Кэти часто думала, что она счастливая, потому что если делать все правильно, ее мечта обязательно сбудется. А делать правильно ведь очень просто — не ходить на эти глупые дискотеки и не торчать, как другие, на улице. Надо много работать, и это совсем нетрудно, если знаешь, зачем. Зачем и как: школа, училище для медицинских сестер, работа, пока она не поставит себя твердо на ноги, и снова учиться, чтобы стать полноценным врачом. И везде быть среди лучших. Среди самых лучших. Это ли — не счастье для человека?
В хосписе первые три месяца Кэти работала только с медикаментами, но знала, что будет работать потом и с пациентами тоже.
И это время пришло, она стала прикрепленной сестрой. Поднялась на очень ответственную, как говорил доктор Митчелл, ступень.
Те три месяца — до пациентов — были временем обучения.
Ее и еще двух сестричек все время готовили. Часто сам доктор Митчелл, почти магический для них человек.
Им объясняли, что прикрепленная сестра в хосписе совсем не то, что обычно. Она почти как жрец или священник, отправляющий человека из этой жизни в ту, никому не известную. Она несменяема. Ей доверена тайна ухода, потому что именно она должна сделать те последние инъекции, фатальные, как это называют на их языке. И пациент не знает, когда эти препараты попадут в такой же точно шприц, который раньше нес в себе лишь витамины и простые успокаивающие вещества.
Доктор Митчелл рассказал, что в свое время этого не знали и сами прикрепленные сестры. Эта неизвестность волновала и мучила их самих, поэтому психологи пришли в конце концов к выводу об опасности таких ситуаций.
Прикрепленная сестра — главный нерв всего хосписа, и к ним готовили только тех, кто заслужил подобное доверие. Готовили трех, а прошла только она одна.
Кэти провела уже одного пациента. Старого, очень больного человека, с которым она работала три недели. Работа — не просто очередные и заключительные, фатальные, процедуры. Прикрепленная сестра сама выбирает тон контакта с больным, и хотя не много с ним общается, тщательно его наблюдает, ежедневно обсуждая динамику состояния с врачом. А раз в два-три дня — с доктором Митчеллом. У этого человека было два профессорских диплома — психотерапевта и биохимика, и Кэти немного цепенела каждый раз, посещая его кабинет.
Теперь уже несколько дней, у нее второй пациент.

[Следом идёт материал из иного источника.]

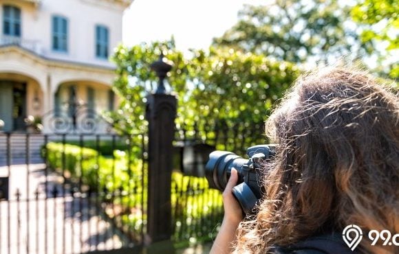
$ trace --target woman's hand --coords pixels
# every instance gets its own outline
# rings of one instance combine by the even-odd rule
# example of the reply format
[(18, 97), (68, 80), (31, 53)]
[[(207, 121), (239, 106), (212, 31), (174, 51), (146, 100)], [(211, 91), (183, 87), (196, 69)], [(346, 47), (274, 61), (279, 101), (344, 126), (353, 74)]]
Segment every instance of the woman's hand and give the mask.
[(244, 214), (239, 203), (233, 194), (233, 187), (237, 185), (238, 173), (235, 168), (231, 170), (231, 175), (223, 192), (223, 206), (224, 207), (224, 222), (229, 222), (238, 226)]
[(224, 217), (219, 233), (213, 242), (210, 254), (227, 254), (233, 251), (232, 243), (236, 239), (237, 228), (243, 219), (243, 212), (238, 201), (233, 195), (233, 187), (237, 184), (238, 174), (235, 169), (231, 170), (231, 175), (223, 192)]

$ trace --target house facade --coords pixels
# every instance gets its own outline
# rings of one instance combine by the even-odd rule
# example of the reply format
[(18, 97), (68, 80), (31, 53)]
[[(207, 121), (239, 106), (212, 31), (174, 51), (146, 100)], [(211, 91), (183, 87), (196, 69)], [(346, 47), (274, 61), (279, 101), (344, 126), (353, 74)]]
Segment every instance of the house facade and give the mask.
[(109, 58), (132, 1), (0, 0), (2, 130), (25, 132), (30, 121), (45, 133), (93, 130), (116, 103)]

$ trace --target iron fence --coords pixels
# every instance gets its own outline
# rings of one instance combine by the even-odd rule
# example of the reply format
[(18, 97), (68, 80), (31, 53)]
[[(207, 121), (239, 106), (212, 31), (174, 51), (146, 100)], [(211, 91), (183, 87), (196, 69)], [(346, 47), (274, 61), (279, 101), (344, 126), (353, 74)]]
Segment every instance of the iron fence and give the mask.
[(0, 134), (5, 155), (0, 158), (0, 253), (81, 253), (140, 245), (145, 137), (134, 139)]
[[(214, 238), (223, 216), (208, 188), (213, 150), (243, 155), (263, 123), (177, 125), (171, 182), (176, 246)], [(0, 133), (0, 253), (81, 253), (140, 247), (147, 233), (148, 138), (140, 134)]]

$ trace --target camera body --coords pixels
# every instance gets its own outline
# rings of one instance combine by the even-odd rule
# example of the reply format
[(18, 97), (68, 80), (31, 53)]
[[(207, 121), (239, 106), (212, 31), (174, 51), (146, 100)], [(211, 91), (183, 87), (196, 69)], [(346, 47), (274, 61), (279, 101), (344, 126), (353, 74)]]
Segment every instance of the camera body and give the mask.
[(275, 154), (274, 146), (258, 145), (247, 149), (249, 159), (227, 151), (214, 151), (209, 154), (205, 165), (205, 176), (209, 187), (224, 190), (232, 168), (238, 172), (237, 185), (233, 188), (233, 194), (246, 214), (255, 212), (263, 192), (262, 165)]

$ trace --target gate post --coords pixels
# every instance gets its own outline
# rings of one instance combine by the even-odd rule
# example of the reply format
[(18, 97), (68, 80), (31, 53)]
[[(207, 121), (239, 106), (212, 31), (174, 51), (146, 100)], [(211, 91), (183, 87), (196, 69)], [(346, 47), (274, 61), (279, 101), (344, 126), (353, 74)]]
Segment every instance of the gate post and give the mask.
[(173, 145), (177, 99), (166, 93), (164, 80), (172, 65), (164, 56), (151, 67), (159, 78), (157, 91), (147, 96), (149, 170), (147, 243), (169, 240), (172, 235), (171, 204)]

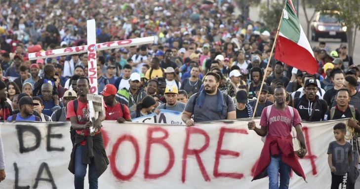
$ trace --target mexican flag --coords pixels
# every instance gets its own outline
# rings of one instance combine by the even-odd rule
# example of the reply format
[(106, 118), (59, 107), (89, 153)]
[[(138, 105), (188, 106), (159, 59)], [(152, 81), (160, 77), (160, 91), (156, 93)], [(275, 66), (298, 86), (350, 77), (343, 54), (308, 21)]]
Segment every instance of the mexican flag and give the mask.
[(309, 40), (296, 16), (291, 0), (287, 0), (277, 39), (275, 59), (288, 65), (315, 74), (318, 63)]

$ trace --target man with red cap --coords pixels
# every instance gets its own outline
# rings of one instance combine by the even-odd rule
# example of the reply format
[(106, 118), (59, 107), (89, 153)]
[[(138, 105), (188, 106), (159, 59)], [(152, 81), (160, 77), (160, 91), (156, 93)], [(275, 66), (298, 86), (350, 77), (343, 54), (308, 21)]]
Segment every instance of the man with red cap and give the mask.
[(105, 120), (117, 120), (120, 123), (125, 121), (131, 121), (130, 112), (126, 105), (120, 104), (115, 100), (116, 93), (116, 87), (111, 84), (105, 85), (103, 91), (100, 92), (104, 97), (104, 102), (107, 106)]

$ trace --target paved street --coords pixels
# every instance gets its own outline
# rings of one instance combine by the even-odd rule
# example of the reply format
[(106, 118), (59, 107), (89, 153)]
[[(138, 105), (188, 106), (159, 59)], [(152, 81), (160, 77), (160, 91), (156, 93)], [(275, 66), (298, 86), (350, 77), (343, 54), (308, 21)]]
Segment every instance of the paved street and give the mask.
[[(266, 2), (266, 0), (263, 0), (262, 1)], [(270, 1), (271, 0), (270, 0)], [(294, 6), (296, 5), (294, 4)], [(304, 31), (306, 33), (307, 30), (307, 25), (306, 20), (305, 19), (305, 15), (303, 8), (300, 4), (299, 8), (299, 20), (300, 21), (300, 24), (303, 27)], [(314, 11), (314, 8), (307, 9), (308, 15), (311, 14)], [(259, 17), (259, 12), (260, 12), (260, 6), (253, 7), (250, 8), (250, 17), (251, 20), (254, 21), (260, 21), (260, 18)], [(311, 15), (310, 15), (311, 16)], [(310, 16), (309, 16), (309, 17)], [(311, 32), (310, 32), (311, 33)], [(308, 37), (308, 39), (311, 39), (311, 37)], [(331, 39), (331, 38), (320, 38), (320, 41), (324, 41), (326, 42), (326, 45), (330, 48), (331, 50), (335, 50), (336, 48), (338, 48), (341, 43), (340, 39)], [(319, 44), (319, 42), (315, 42), (310, 41), (310, 45), (312, 46), (317, 46)], [(354, 55), (353, 58), (354, 58), (354, 62), (355, 65), (360, 64), (360, 31), (358, 31), (357, 33), (357, 37), (355, 42), (355, 50), (354, 51)], [(360, 189), (360, 188), (359, 188)]]
[[(266, 0), (262, 0), (263, 2), (266, 2)], [(295, 5), (295, 4), (294, 4)], [(301, 6), (299, 5), (299, 20), (300, 24), (303, 27), (303, 30), (306, 33), (307, 26), (306, 24), (306, 19), (305, 19), (304, 11)], [(314, 11), (314, 8), (307, 8), (308, 15), (312, 14)], [(259, 13), (260, 12), (260, 6), (252, 7), (250, 8), (250, 17), (252, 20), (260, 21), (259, 17)], [(239, 12), (239, 11), (238, 11)], [(310, 32), (311, 33), (311, 32)], [(311, 34), (310, 34), (311, 35)], [(308, 37), (308, 39), (311, 39), (311, 36)], [(331, 39), (331, 38), (320, 38), (320, 41), (326, 41), (326, 46), (330, 48), (331, 50), (335, 50), (336, 48), (339, 47), (341, 43), (340, 39)], [(310, 45), (312, 46), (318, 45), (319, 42), (310, 41)], [(354, 63), (355, 65), (360, 64), (360, 31), (358, 31), (355, 42), (355, 51), (353, 56), (354, 59)], [(360, 189), (360, 177), (358, 178), (356, 184), (355, 185), (355, 189)]]

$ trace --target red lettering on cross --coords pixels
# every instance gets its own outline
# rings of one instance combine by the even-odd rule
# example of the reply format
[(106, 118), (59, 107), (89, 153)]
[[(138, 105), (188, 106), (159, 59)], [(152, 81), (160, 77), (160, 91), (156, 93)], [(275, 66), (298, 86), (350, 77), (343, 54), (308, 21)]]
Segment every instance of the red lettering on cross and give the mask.
[(73, 50), (72, 47), (65, 48), (65, 49), (64, 49), (64, 52), (72, 52), (74, 50)]
[[(154, 132), (160, 132), (163, 133), (164, 136), (161, 137), (154, 138), (153, 133)], [(165, 139), (167, 139), (169, 136), (169, 133), (166, 129), (162, 128), (157, 127), (149, 127), (147, 134), (147, 142), (146, 142), (146, 151), (145, 152), (145, 170), (144, 171), (144, 178), (145, 179), (156, 179), (159, 177), (166, 175), (172, 168), (175, 162), (175, 154), (172, 148), (168, 143), (165, 141)], [(150, 165), (150, 153), (151, 151), (151, 145), (153, 144), (158, 144), (164, 147), (169, 153), (169, 161), (167, 163), (167, 166), (166, 169), (161, 173), (157, 174), (152, 174), (149, 173), (149, 167)]]
[[(135, 163), (134, 163), (134, 166), (132, 167), (132, 169), (130, 172), (130, 173), (128, 175), (123, 175), (121, 174), (118, 170), (118, 168), (116, 166), (116, 155), (118, 153), (118, 150), (121, 143), (124, 141), (129, 141), (132, 144), (135, 150)], [(110, 168), (114, 176), (120, 180), (128, 181), (130, 180), (136, 172), (140, 163), (140, 151), (139, 150), (139, 144), (136, 139), (130, 135), (124, 135), (119, 138), (114, 145), (111, 154), (109, 157), (110, 159), (109, 161), (110, 162)]]
[[(183, 183), (185, 182), (186, 176), (186, 163), (188, 155), (195, 155), (196, 160), (198, 161), (200, 171), (202, 174), (204, 179), (205, 181), (210, 181), (210, 177), (206, 172), (201, 158), (200, 157), (200, 153), (205, 151), (207, 147), (209, 147), (210, 142), (210, 137), (206, 132), (200, 128), (197, 127), (187, 127), (186, 128), (186, 138), (185, 139), (185, 144), (184, 145), (184, 151), (183, 151), (183, 160), (182, 160), (182, 169), (181, 170), (181, 181)], [(205, 138), (205, 144), (200, 149), (189, 149), (189, 143), (190, 140), (190, 135), (192, 134), (198, 134), (202, 135)]]
[(78, 46), (75, 47), (75, 51), (76, 51), (77, 52), (82, 51), (84, 50), (85, 50), (85, 46), (84, 45), (80, 46), (80, 47)]
[(40, 57), (40, 56), (42, 56), (42, 55), (41, 55), (41, 52), (37, 52), (35, 53), (35, 57)]
[(48, 55), (52, 55), (53, 54), (55, 54), (53, 52), (52, 52), (52, 50), (49, 50), (45, 51), (45, 56), (48, 56)]
[[(89, 46), (87, 46), (87, 51), (89, 52), (94, 52), (95, 51), (95, 44), (91, 44), (89, 45)], [(89, 57), (88, 57), (87, 58), (88, 59), (88, 58)]]
[(131, 43), (132, 42), (132, 40), (131, 39), (125, 39), (122, 40), (118, 40), (116, 41), (116, 42), (118, 43), (118, 45), (119, 45), (129, 44)]
[(111, 46), (112, 44), (113, 44), (115, 43), (115, 41), (106, 42), (104, 42), (104, 43), (101, 44), (101, 45), (109, 47), (109, 46)]
[(309, 128), (306, 126), (303, 126), (302, 128), (303, 132), (304, 133), (304, 137), (305, 138), (305, 142), (306, 143), (306, 148), (308, 150), (308, 153), (306, 154), (304, 159), (309, 159), (311, 163), (311, 168), (313, 171), (313, 175), (318, 174), (318, 171), (316, 169), (316, 164), (315, 164), (315, 159), (318, 157), (314, 155), (311, 151), (311, 145), (310, 145), (310, 141), (309, 139)]
[(215, 156), (215, 163), (214, 164), (213, 175), (215, 178), (218, 177), (229, 177), (233, 179), (241, 179), (244, 176), (244, 174), (238, 173), (224, 173), (219, 172), (219, 165), (220, 164), (220, 158), (221, 155), (232, 155), (235, 157), (239, 157), (240, 153), (237, 151), (221, 149), (223, 144), (223, 140), (225, 133), (235, 133), (248, 134), (246, 129), (231, 129), (225, 127), (221, 127), (219, 135), (219, 140), (217, 141), (217, 147)]

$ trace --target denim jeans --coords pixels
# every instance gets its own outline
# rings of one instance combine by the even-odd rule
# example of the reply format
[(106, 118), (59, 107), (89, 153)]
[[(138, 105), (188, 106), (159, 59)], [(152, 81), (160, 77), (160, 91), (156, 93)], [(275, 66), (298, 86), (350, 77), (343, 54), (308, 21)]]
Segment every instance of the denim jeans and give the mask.
[[(82, 163), (82, 150), (84, 146), (79, 145), (75, 150), (75, 189), (83, 189), (84, 178), (86, 175), (87, 164)], [(97, 176), (93, 163), (89, 164), (89, 189), (97, 189)]]
[[(269, 189), (287, 189), (290, 182), (289, 166), (282, 162), (281, 157), (271, 157), (268, 166)], [(280, 186), (279, 185), (279, 174), (280, 173)]]

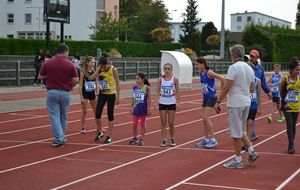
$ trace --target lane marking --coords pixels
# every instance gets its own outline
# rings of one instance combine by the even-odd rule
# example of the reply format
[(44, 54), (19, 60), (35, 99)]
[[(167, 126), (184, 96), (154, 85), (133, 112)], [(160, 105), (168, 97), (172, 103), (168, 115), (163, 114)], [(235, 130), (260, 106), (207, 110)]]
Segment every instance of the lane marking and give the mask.
[(298, 174), (300, 173), (300, 168), (298, 168), (297, 171), (295, 171), (290, 177), (288, 177), (284, 182), (282, 182), (276, 190), (283, 189), (290, 181), (292, 181)]
[(250, 189), (250, 188), (242, 188), (242, 187), (223, 186), (223, 185), (222, 186), (221, 185), (210, 185), (210, 184), (204, 184), (204, 183), (184, 183), (184, 185), (213, 187), (213, 188), (221, 188), (221, 189), (260, 190), (260, 189)]

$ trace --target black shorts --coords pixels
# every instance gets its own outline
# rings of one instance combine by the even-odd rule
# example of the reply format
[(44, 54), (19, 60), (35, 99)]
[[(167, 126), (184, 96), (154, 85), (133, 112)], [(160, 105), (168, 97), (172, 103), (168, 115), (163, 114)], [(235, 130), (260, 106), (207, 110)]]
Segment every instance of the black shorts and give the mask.
[(202, 107), (210, 107), (213, 108), (217, 102), (217, 97), (204, 98), (202, 102)]
[(159, 104), (159, 110), (174, 110), (174, 111), (176, 111), (176, 104), (170, 104), (170, 105)]
[(257, 109), (250, 109), (247, 120), (255, 120)]
[(82, 90), (82, 96), (83, 96), (83, 99), (85, 100), (95, 100), (96, 99), (96, 95), (95, 95), (95, 92), (86, 92), (84, 90)]
[(280, 98), (279, 97), (273, 97), (272, 101), (275, 102), (276, 104), (280, 104)]

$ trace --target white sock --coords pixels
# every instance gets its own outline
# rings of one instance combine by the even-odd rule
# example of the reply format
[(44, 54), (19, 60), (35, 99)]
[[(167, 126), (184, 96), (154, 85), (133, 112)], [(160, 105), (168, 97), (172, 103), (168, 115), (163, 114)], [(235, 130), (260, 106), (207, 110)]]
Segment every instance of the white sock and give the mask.
[(242, 162), (242, 156), (235, 156), (235, 161), (237, 161), (238, 163)]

Молодой совсем, тридцати четырех лет. Очень красивый. Мог бы играть в приключенческих фильмах хороших героев, а оказался здесь, с белокровием крайней степени. И такие необычные манеры… он два раза ее сильно рассмешил, хотя и в обычной жизни с ней это редко бывает. Господи, как несчастны должны быть его родители, если они есть, и как слаба еще мировая медицина.
Кэти обязательно сделает что-нибудь для таких как он! Обязательно сделает, только надо всю жизнь работать и учиться.
Странно, что этот человек при первой же их встрече угадал, что должность медсестры только промежуточный этап в ее жизни. Он даже сказал ей: «Это видно, что вы способны на большее». Такие приятные для нее слова. А потом спросил, почему она хочет стать именно врачом? «Потому что люди не должны мучиться», — ответила Кэти. «Вы думаете, что медицина может победить страдания?». — «Не страдания, а мучения. И обязательно победит». Ей показалось, что-то мелькнуло в его умных глазах.
* * *Лейтенант с утра прежде всего заглянул в дежурную часть и сразу получил наиприятнейшее известие! Роббинса задержали прошлым вечером, прямо в аэропорту, на юге, за три тысячи миль отсюда. И отправили первым же рейсом назад. Самолет скоро прибудет. Дежурная машина уже пошла за ним в аэропорт.